For a part of my life, I loved nothing more than waiting in the wings to go on stage. There I could only see my immediate surroundings, and I nurtured at least a steadily evolving vision of what I wanted to do.
I lost sleep because of rehearsals or performances. As head muleteer in Man of La Mancha, I sang Little Bird but also had to drag a dead man up a ladder for six weeks — then get up at 5:30 a.m. to go to my construction job.
I played Angelo in Measure for Measure, the Rev. Davidson in Rain, Preacher Haggler in Dark of the Moon and other morally compromised characters. I loved the challenge of finding the inner core that redeemed them in some way, or at least explained their actions.
I came to know a shifting array of actors and directors in theaters that have since changed shape or vanished. People came and went in my life, like coquinas turning over with each new wave. By my mid-20s, I had performed in more than two dozen plays and musicals.
Then life intervened.
Work and relationships made it impossible to do shows anymore. I missed performing, so I sang in the Tampa Oratorio Singers for two years and the Tampa Bay Master Chorale for another two. Plus I got season tickets to the Asolo Repertory Theatre and attended as much as I could at American Stage and Freefall theaters, the Palladium and the Straz.
In 2006, after a 25-year hiatus from acting, I played Chief Bromden in One Flew Over the Cuckoo's Nest and received a best supporting actor Lary, Pinellas County's community theater awards. (Perhaps in deference to my age, the director at Island Community Players didn't make me throw a washing machine through the window.)
Now, in a twist I could not have conceived of two months ago, work brings me back to theater and music. Starting Monday, I will be the new performing arts critic for the Times.
I succeed Stephanie Hayes, the new arts and entertainment editor. Of course, this means I will be leaving my previous post as writer of the Times' Epilogue obituary features, a job I have held full time since 2009. (In one of those odd twists, Stephanie was the first to hold down that feature and also came up with its name.)
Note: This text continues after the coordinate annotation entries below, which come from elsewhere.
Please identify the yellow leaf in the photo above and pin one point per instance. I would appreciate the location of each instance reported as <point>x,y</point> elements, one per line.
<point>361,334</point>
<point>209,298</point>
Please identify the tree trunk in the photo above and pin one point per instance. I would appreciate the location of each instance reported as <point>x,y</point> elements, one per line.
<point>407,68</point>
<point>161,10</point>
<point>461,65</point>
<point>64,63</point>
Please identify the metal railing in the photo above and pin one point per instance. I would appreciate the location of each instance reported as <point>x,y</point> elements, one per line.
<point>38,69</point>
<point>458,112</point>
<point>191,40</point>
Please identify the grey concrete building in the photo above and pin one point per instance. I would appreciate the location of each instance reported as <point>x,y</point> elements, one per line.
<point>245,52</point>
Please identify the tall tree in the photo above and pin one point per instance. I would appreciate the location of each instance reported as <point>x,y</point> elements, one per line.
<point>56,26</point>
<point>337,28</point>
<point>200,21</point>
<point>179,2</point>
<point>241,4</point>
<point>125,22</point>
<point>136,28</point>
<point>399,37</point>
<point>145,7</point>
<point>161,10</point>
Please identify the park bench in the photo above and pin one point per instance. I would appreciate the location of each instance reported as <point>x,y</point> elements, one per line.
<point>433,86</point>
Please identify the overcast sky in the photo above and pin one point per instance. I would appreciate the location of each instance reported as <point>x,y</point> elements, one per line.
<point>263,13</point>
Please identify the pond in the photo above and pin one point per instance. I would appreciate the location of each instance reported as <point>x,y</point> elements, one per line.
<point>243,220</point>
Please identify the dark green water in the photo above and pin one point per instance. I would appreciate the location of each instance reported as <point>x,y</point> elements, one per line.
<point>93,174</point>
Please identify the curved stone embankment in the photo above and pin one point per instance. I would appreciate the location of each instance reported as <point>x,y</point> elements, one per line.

Writing these obituaries — more than 1,000 in all — has been the best experience of my career. People have invited me into their homes, where they shared scrapbooks and old letters and memories of recently departed loved ones. It is impossible to overstate the graciousness I have experienced from these families at the worst times of their lives, or my gratitude at being able to tell those stories.
I have been at the paper 10 years and have always preferred finding stories that could have gone unnoticed to the must-do's. Before that, I worked a ton of construction, edited a self-help magazine and wrote a nonfiction book about that experience. While covering neighborhoods as a freelancer in the early 2000s, I earned a master's degree in journalism at the University of South Florida St. Petersburg. Way back when, I graduated from Eckerd College, where my father was a founding faculty member.
I do not move on from Epilogue lightly.
At the same time, we have a performing arts scene in the Tampa Bay area that is really hitting its stride. I will cover the hard news behind the Florida Orchestra as it uncorks a new era with incoming music director Michael Francis. We have opera, professional theater and dance companies, and we will continue to give them the same major league coverage as we extend to the Tampa Bay Rays or the Tampa Bay Buccaneers.
I'll give you an idea of what to expect if you go to these shows and keep you posted on social media. I will look for stories in unexpected places, such as standup comedy or performance art.
The communication I want to establish is a two-way street. Let me know what you liked and what you didn't, either in the shows you saw or in my take on them.
The performing arts scene in this area is only getting richer. I intend to bring to its creators, and you, the kind of coverage you deserve.